Здесь есть все: и колесо истории, и прилипшие к нему “молочные пластинки черепа” “широкой русской души”, не пожелавшей сковать себя железной дисциплиной, необходимой для модернизации, и зерно, наработанное немцами-колонистами, которое должно спасти от голодной смерти революционный Петроград. В этом, как и в других рассказах Бабеля, вспышка прозрения высвечивает не только ключевое противоречие русской “социалистической” революции или, в отраженной форме, парадокс “Великого перелома” и коллективизации, но и смысл характерных для ХХ века потрясений: будь то зверства военного времени, или классовой борьбы на европейском континенте, или зверства, вызванные столкновением “третьего” и “первого” мира, как у Конрада в “Сердце тьмы” или у Андре Жида в его “Путешествии в Конго” и “Возвращении из Чада”.
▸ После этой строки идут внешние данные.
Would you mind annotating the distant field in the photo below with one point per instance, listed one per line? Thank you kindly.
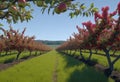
(52, 67)
(53, 46)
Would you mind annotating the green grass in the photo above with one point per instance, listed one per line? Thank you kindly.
(41, 69)
(53, 46)
(12, 57)
(101, 59)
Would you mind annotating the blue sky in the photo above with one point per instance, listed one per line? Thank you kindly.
(58, 27)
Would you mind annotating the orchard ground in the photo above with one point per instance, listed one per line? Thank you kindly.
(52, 67)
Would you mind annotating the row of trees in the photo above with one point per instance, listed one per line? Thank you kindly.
(20, 10)
(104, 35)
(14, 40)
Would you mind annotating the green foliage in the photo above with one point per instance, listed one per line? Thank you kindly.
(14, 11)
(68, 70)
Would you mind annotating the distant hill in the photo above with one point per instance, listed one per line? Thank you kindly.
(48, 42)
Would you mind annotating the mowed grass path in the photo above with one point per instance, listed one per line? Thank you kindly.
(42, 69)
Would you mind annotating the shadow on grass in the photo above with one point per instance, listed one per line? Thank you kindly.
(70, 61)
(9, 60)
(85, 74)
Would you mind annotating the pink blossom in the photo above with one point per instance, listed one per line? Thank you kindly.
(105, 12)
(118, 8)
(113, 13)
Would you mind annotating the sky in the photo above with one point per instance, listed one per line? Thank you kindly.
(58, 27)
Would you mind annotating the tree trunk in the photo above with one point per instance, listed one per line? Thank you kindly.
(114, 52)
(81, 55)
(36, 53)
(6, 52)
(30, 53)
(18, 55)
(90, 55)
(111, 67)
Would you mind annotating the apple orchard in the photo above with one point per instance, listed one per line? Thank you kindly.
(103, 35)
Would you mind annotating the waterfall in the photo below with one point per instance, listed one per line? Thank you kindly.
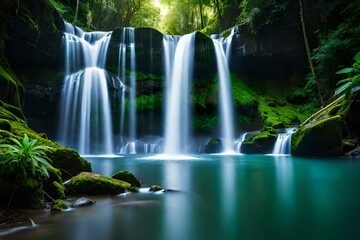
(283, 143)
(225, 95)
(127, 50)
(240, 141)
(85, 119)
(177, 108)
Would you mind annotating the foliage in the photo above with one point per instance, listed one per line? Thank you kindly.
(353, 77)
(26, 156)
(337, 46)
(259, 13)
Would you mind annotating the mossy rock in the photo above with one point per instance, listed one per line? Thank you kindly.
(215, 145)
(319, 138)
(59, 205)
(128, 177)
(16, 111)
(95, 184)
(53, 185)
(28, 192)
(260, 143)
(69, 162)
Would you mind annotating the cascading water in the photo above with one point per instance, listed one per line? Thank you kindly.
(127, 51)
(283, 143)
(225, 95)
(240, 141)
(177, 109)
(85, 121)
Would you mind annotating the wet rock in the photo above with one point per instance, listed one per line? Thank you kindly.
(69, 162)
(319, 138)
(260, 143)
(83, 202)
(127, 176)
(156, 188)
(95, 184)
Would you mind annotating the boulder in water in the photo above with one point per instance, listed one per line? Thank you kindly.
(127, 177)
(95, 184)
(156, 188)
(83, 202)
(59, 204)
(69, 162)
(319, 138)
(260, 143)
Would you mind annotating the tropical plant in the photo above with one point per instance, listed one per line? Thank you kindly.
(26, 156)
(352, 80)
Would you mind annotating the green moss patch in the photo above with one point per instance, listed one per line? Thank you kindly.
(275, 112)
(260, 143)
(149, 102)
(69, 162)
(128, 177)
(96, 184)
(319, 138)
(59, 205)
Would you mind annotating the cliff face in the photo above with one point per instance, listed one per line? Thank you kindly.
(32, 59)
(30, 36)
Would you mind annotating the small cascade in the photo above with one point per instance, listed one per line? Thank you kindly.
(127, 62)
(148, 145)
(225, 95)
(240, 141)
(177, 108)
(85, 119)
(283, 143)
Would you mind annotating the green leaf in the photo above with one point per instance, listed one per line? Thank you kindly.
(45, 171)
(343, 81)
(345, 70)
(357, 57)
(342, 88)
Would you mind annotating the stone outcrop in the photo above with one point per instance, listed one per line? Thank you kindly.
(87, 183)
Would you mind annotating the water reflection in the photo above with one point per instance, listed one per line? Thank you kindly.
(220, 197)
(228, 195)
(177, 209)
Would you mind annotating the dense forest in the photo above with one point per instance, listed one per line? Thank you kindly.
(302, 57)
(330, 28)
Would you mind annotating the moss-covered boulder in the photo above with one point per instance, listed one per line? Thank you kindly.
(18, 192)
(214, 146)
(319, 138)
(53, 185)
(69, 162)
(127, 176)
(5, 125)
(260, 143)
(95, 184)
(59, 205)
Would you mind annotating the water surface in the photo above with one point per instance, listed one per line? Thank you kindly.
(218, 197)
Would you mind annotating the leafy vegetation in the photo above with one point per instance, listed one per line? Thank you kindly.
(26, 156)
(352, 80)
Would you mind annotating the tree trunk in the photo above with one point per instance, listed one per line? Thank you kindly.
(76, 11)
(308, 52)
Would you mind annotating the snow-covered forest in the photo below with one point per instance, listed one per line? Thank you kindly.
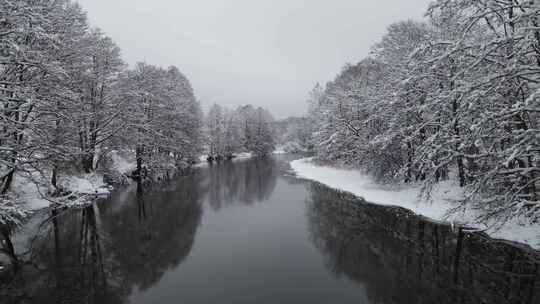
(455, 97)
(70, 105)
(244, 130)
(72, 111)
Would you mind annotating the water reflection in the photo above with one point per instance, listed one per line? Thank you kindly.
(244, 182)
(404, 259)
(100, 253)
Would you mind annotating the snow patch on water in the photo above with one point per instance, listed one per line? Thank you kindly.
(438, 208)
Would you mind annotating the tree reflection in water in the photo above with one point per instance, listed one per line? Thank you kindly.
(101, 253)
(402, 258)
(245, 182)
(98, 254)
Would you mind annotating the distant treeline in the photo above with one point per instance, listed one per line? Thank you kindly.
(455, 97)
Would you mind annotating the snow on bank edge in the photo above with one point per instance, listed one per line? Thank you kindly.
(361, 185)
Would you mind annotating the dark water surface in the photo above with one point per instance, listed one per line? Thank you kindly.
(248, 232)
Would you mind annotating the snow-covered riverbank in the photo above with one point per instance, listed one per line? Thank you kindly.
(438, 208)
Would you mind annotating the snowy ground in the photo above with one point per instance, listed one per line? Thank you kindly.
(409, 197)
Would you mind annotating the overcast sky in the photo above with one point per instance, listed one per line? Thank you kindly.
(265, 52)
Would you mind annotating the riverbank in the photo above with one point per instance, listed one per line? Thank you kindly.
(439, 208)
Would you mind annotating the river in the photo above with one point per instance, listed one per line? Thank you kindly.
(250, 232)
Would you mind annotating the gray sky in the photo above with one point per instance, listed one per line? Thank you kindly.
(265, 52)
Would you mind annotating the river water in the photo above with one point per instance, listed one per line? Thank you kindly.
(249, 232)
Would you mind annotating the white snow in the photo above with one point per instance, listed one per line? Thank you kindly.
(29, 193)
(279, 150)
(438, 208)
(121, 164)
(86, 184)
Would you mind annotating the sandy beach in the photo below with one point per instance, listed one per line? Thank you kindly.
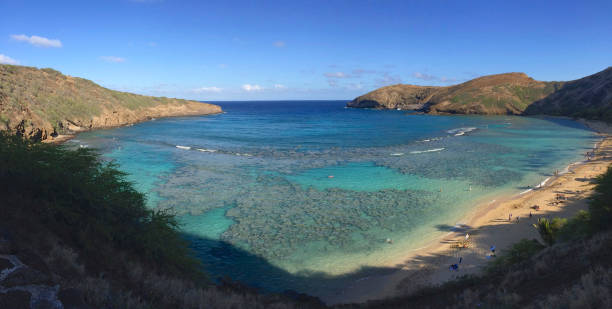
(501, 224)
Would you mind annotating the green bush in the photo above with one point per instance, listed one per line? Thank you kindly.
(601, 204)
(88, 203)
(549, 229)
(519, 252)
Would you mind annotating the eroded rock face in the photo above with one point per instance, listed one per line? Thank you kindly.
(408, 97)
(499, 94)
(39, 104)
(23, 285)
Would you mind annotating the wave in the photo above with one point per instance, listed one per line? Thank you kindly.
(430, 139)
(461, 131)
(428, 150)
(206, 150)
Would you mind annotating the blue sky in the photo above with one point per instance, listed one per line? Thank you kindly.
(261, 50)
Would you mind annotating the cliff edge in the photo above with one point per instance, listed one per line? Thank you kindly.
(40, 104)
(501, 94)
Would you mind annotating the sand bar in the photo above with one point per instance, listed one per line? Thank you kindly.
(488, 225)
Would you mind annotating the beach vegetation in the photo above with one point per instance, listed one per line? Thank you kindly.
(517, 253)
(80, 225)
(89, 203)
(549, 229)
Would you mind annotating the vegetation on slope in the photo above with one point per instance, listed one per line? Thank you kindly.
(510, 93)
(78, 224)
(573, 271)
(41, 103)
(589, 97)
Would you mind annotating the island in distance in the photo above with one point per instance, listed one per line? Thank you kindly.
(501, 94)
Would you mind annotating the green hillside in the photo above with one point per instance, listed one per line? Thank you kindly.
(42, 103)
(501, 94)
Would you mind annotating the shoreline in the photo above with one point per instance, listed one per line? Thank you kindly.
(488, 224)
(62, 138)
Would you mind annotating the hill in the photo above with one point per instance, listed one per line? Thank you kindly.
(589, 97)
(43, 103)
(501, 94)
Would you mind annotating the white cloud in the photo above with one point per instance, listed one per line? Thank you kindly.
(7, 60)
(37, 41)
(208, 89)
(336, 75)
(112, 59)
(249, 87)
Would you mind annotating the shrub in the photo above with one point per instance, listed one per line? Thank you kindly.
(89, 204)
(601, 204)
(549, 229)
(519, 252)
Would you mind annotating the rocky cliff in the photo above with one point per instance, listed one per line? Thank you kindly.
(589, 97)
(510, 93)
(42, 103)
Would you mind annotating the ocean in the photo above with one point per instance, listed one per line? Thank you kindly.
(310, 195)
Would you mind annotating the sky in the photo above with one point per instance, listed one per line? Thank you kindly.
(277, 50)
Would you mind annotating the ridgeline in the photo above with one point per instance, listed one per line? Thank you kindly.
(41, 104)
(501, 94)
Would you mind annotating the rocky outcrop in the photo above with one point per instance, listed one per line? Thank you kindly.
(23, 284)
(40, 104)
(394, 97)
(500, 94)
(589, 97)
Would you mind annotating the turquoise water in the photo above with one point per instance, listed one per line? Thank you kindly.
(304, 194)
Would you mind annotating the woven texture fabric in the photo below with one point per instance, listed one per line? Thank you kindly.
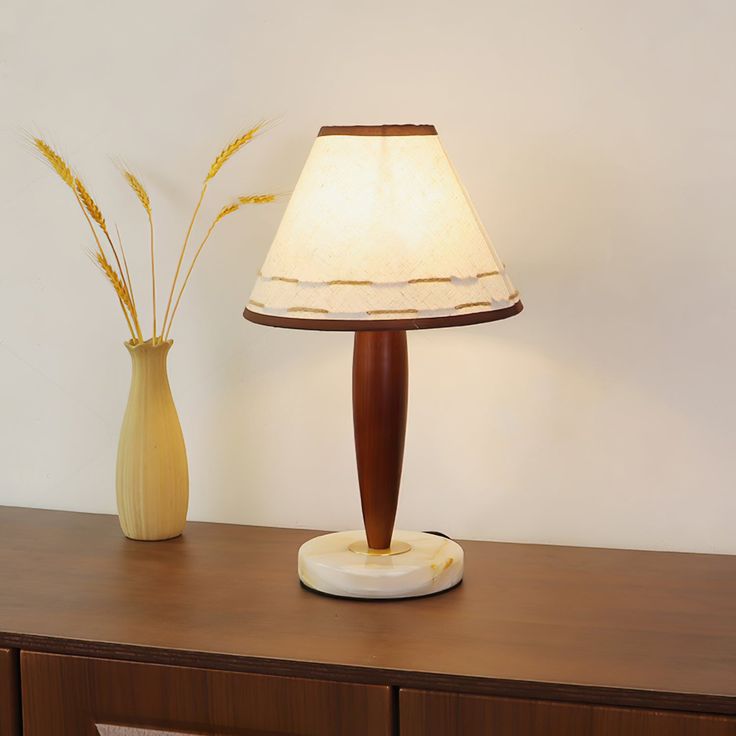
(380, 227)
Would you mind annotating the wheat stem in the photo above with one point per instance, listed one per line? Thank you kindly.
(153, 277)
(181, 257)
(120, 290)
(230, 150)
(145, 200)
(224, 212)
(100, 254)
(130, 286)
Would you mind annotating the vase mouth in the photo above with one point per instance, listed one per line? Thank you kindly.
(147, 345)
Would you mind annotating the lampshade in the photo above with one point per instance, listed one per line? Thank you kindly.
(380, 234)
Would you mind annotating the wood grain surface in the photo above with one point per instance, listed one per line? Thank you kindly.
(9, 693)
(603, 626)
(380, 400)
(69, 696)
(445, 714)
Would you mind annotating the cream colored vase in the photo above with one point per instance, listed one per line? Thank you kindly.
(152, 477)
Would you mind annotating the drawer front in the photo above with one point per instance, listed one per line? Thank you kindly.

“Национальное” и “социалистическое” сталинской бинарной формулировки[5] обменивались валентностью под пером Бабеля и скорее напоминали дихотомию Горького (“Две души”, 1915), чем диалектику Сталина. Национальное, будь то сама Россия или ее окраины (вплоть до местечек “Конармии”), представлялось необузданным, противоречащим модернизации началом, а европейское – силой дисциплинированной культуры и цивилизации. В их столкновении и заключался как эстетический, так и философский эффект прозы Бабеля: озарение от молниеносной разрядки человеческой страсти, восставшей на порядок и заключенной в форму – в этом гений Бабеля – отточенного до совершенства рассказа.
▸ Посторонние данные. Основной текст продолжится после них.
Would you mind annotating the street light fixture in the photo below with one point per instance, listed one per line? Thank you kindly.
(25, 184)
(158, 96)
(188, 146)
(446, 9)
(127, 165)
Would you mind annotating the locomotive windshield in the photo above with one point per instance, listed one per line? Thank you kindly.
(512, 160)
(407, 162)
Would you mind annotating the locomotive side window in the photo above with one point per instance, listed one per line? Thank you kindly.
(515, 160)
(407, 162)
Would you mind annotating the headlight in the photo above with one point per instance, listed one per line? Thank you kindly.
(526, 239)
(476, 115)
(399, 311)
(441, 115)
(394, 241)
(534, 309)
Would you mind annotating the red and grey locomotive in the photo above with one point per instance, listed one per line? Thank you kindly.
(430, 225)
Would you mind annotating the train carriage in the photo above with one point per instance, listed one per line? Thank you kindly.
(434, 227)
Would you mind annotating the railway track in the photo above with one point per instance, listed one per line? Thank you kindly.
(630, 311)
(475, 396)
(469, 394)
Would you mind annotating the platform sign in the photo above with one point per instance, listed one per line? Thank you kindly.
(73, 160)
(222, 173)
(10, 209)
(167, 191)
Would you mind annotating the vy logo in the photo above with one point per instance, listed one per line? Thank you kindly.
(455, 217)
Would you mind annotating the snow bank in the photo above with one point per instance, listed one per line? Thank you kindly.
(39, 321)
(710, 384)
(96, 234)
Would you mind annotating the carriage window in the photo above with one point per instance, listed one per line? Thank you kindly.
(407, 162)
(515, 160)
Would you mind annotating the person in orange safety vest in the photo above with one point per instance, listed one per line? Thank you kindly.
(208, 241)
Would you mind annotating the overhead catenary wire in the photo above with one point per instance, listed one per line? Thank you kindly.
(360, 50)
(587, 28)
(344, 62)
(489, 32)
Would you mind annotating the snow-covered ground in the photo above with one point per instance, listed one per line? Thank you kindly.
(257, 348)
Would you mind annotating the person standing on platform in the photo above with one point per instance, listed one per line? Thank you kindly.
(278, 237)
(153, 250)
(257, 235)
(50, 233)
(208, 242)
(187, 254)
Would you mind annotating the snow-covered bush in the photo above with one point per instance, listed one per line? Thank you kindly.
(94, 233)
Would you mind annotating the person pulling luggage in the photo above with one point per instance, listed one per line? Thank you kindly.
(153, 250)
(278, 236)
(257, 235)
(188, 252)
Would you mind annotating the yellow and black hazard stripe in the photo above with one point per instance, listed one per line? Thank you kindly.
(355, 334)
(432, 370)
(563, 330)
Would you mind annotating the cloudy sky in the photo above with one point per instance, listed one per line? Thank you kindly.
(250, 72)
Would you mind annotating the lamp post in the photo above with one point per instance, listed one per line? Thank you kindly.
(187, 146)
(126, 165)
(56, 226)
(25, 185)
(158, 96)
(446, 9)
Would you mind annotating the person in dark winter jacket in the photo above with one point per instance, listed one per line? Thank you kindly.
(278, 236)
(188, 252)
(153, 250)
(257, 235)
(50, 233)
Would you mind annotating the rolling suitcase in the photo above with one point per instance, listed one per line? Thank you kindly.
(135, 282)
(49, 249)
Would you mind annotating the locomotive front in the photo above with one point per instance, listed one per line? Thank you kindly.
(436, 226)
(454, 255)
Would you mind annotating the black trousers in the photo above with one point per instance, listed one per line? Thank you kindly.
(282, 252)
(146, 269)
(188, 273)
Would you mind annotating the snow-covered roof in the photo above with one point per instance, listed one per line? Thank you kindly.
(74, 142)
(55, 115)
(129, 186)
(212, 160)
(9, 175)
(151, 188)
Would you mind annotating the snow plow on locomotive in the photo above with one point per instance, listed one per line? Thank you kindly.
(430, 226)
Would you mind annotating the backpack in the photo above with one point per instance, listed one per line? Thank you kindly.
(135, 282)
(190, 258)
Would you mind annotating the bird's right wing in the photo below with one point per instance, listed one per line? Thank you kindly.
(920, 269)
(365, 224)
Этим эстетическим и философским секретом Бабель обязан прежде всего Одессе (а уж потом – Флоберу и Мопассану, Толстому и Чехову, Шолом-Алейхему и Горькому). Как факт творчества и биографии Бабеля “европеянка” Одесса позволяет глубже оценить его сольную арию в разноголосице дискуссий о путях и судьбах России, об отношении “национального” и “социалистического”, русского и европейского, еврейского и русского, urbis et orbis.

 

Одесса

“Для того чтобы быть литератором, – как когда-то заметил Юрий Олеша, – надо родиться в Одессе”. Уроженец Елизаветграда, но одессит до мозга костей, он иногда сомневался в своем таланте. А Бабель действительно родился в Одессе, на Молдованке (в последнем сомневался Валентин Катаев, знавший Бабеля как сына преуспевающего коммерсанта). Однако первые одиннадцать лет он провел в Николаеве, куда отец увез семью нарабатывать капитал, а в Одессе прожил не больше пяти с половиной лет, с 1906-го по лето 1911 года (потом только наезжал). Поклонник бабелевского таланта, Лев Троцкий, проучившийся в Одессе с 1889-го по 1896 год, одесситом себя не считал, хотя имел на то не меньше оснований. А Бабель определенно отождествлял себя всю жизнь именно с Одессой. И дело здесь не кончалось обычной сентиментальной привязанностью к “малой родине”, “почве” или “корням”. Это особая архитектоника города оставляла глубокий отпечаток в сознании выкормышей Одессы-мамы.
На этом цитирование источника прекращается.